The group’s statement quickly raised questions among City of Rockport staff as to what this means for the future. The Zoning Appeals Board met on May 10 to discuss the appeal of the Planning Board’s decision and appeared ready to confirm the Planning Board. The zoning board did not vote at the meeting, but plans to release formal findings on the facts at its June 2 meeting and take the other appeal which deals with the building permit.

Local architect John Priestley was involved in calls with the Friends of Rockport group, but is specified in the lawyer’s letter. Priestley is the member of the group who has standing to appeal because he has a property directly opposite the hotel project. Plus, he’s apparently continuing an effort that the rest of the Friends group is pulling out of.

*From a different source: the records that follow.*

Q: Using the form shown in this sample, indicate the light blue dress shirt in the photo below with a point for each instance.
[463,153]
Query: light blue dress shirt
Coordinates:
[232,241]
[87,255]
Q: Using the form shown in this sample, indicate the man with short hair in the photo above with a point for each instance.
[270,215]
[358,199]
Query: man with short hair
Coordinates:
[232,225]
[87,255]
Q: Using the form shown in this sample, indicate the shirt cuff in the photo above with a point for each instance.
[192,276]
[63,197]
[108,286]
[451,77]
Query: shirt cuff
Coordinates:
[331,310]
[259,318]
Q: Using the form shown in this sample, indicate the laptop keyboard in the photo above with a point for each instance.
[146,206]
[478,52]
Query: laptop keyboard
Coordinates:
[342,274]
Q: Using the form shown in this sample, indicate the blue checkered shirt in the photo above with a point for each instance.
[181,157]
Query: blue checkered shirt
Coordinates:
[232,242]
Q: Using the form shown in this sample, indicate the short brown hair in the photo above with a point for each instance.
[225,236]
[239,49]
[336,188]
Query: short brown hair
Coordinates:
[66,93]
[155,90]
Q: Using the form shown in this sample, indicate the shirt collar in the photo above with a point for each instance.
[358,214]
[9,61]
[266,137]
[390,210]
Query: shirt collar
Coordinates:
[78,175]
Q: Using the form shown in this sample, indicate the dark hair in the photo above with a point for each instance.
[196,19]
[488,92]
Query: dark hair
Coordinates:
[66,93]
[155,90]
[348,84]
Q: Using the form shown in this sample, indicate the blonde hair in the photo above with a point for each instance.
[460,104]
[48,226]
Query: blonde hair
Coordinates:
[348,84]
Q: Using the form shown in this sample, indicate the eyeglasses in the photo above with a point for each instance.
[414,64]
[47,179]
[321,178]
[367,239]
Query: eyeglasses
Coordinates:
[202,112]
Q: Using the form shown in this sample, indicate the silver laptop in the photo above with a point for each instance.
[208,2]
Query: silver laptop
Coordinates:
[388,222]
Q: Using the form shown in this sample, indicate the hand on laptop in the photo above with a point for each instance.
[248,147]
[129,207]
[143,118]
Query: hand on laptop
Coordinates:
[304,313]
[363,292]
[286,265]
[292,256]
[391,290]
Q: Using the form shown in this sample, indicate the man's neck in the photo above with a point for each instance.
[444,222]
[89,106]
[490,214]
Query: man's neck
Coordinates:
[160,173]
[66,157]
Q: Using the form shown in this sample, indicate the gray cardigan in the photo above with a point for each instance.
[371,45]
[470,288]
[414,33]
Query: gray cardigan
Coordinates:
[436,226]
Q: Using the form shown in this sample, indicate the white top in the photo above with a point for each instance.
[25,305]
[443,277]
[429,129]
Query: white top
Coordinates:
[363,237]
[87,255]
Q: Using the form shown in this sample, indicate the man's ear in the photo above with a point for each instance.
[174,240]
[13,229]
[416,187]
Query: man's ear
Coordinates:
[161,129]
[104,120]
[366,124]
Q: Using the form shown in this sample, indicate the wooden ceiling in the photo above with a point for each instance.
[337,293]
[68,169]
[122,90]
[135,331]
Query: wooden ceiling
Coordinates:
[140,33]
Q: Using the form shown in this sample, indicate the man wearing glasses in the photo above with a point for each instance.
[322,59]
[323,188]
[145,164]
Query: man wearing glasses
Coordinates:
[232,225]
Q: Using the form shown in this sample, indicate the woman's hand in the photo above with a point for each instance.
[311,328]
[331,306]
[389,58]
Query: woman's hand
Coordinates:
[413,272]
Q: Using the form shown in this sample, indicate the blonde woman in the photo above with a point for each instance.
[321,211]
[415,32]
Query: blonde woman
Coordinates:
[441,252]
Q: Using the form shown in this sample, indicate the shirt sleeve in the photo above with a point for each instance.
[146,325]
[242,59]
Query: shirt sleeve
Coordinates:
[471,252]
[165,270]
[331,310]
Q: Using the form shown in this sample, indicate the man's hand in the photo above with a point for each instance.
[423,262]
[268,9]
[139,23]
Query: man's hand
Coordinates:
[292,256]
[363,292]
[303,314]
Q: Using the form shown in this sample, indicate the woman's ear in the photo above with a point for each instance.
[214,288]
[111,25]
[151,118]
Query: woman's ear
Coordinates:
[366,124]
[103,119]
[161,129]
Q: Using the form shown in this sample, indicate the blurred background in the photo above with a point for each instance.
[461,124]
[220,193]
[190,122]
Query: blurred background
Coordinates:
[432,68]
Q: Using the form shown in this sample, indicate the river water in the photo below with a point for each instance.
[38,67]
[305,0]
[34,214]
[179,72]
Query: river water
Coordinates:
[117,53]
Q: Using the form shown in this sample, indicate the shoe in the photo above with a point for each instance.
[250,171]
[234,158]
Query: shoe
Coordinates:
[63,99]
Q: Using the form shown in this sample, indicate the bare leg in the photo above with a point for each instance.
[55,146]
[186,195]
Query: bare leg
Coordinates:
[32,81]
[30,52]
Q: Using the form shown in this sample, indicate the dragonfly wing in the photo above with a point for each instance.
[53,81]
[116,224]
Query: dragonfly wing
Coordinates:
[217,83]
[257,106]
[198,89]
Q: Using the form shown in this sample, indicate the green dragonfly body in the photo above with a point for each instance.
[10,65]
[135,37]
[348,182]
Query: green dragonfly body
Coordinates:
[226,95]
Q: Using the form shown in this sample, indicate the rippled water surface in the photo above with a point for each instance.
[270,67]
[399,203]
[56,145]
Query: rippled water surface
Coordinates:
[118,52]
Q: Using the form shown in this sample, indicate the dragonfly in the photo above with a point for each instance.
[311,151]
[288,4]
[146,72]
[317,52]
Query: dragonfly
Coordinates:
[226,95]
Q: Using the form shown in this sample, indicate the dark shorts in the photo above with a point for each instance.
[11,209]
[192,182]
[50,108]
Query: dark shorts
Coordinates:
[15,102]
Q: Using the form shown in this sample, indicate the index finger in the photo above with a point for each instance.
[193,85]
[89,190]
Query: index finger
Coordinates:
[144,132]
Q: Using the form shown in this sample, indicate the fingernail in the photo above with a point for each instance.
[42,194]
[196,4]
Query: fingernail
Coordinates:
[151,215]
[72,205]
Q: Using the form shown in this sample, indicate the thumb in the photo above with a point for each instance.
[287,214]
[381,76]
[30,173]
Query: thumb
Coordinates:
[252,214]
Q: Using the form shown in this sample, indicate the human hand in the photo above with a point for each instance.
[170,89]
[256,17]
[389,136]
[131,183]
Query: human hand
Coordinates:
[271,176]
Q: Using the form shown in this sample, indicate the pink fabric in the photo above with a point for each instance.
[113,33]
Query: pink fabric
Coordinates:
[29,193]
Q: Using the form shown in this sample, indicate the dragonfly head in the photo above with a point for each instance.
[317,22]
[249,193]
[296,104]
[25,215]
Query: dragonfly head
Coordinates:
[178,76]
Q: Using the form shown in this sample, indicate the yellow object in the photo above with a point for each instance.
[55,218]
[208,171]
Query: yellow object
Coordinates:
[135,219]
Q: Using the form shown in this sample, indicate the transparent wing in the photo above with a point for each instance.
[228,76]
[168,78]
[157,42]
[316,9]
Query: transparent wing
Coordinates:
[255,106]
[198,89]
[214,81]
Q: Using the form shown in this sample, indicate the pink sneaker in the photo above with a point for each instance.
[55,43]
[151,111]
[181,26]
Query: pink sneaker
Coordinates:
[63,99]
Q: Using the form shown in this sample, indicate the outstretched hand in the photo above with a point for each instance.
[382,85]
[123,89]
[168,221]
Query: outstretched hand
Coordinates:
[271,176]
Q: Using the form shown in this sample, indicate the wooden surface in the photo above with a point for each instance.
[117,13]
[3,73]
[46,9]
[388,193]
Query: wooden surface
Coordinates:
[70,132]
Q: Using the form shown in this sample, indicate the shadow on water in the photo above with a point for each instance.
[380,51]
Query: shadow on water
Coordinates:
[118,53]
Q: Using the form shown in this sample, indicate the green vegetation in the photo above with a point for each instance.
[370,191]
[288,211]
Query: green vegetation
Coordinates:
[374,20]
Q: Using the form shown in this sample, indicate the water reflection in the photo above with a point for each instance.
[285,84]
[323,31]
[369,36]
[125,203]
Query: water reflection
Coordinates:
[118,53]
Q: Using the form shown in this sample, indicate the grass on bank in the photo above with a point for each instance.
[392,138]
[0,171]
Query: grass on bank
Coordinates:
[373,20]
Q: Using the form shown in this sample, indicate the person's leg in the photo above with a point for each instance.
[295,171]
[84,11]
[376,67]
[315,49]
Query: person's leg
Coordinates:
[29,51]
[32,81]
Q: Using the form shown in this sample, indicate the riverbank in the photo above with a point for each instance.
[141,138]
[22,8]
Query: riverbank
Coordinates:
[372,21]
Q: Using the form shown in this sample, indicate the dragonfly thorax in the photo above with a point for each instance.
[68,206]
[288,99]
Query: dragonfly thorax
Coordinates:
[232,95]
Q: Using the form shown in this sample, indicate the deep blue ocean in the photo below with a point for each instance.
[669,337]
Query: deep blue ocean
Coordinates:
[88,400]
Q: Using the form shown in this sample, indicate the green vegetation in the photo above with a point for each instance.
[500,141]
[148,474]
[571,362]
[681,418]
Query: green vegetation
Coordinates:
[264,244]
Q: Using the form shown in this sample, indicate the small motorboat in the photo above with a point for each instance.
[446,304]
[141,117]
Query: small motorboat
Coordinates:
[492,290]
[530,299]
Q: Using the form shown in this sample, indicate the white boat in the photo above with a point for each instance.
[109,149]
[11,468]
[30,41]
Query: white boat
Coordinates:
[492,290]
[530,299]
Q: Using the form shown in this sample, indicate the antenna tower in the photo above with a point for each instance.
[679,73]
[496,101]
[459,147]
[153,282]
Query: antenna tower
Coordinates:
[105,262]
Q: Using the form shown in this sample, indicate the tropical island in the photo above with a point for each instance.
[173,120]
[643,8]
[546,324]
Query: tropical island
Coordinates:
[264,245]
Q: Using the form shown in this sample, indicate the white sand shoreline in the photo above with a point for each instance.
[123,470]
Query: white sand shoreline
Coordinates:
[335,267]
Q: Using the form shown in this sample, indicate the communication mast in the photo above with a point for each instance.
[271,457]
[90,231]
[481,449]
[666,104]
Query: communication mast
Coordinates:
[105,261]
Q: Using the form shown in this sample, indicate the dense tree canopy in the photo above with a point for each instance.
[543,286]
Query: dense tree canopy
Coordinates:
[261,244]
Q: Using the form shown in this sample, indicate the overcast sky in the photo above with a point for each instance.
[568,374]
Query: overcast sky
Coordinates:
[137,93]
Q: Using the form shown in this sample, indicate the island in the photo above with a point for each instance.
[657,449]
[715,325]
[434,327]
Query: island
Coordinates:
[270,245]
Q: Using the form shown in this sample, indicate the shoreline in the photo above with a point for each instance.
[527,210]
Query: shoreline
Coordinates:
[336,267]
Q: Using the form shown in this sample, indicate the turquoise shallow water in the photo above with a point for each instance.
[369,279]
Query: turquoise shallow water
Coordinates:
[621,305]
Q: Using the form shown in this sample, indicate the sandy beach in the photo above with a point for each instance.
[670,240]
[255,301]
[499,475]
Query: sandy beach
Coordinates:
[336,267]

On May 25, Rockport’s director of planning and development, Orion Thomas, contacted Priestley and Mark Schwarzmann via email:

“I seek clarification regarding the letter to the editor from Clare Tully regarding the Friends of Rockport withdrawing their litigation against the Rockport Harbor Hotel and not wanting to waste taxpayers’ money. With the appeal still in the books for the June 2, do you both want to continue your call?”

“…The reason you are both on this email is that John’s name is the requester of the appeal and Mark signed and paid for the request when he filed it. I would need to hear from you both if you wish to withdraw one or both appeals. Otherwise, we will proceed as planned.

Priestley responded by email, saying: “Before I can answer this question, I believe you still owe me (we) an answer to questions that were posed to you over a year ago. Specifically, what are you and the city (the select committee) committed to doing to resolve the many years overdue site plan reviews for 18 Central Bistro and Sea Folk, which you know are required by the Land Use Ordinance but never took place. I look forward to your response.”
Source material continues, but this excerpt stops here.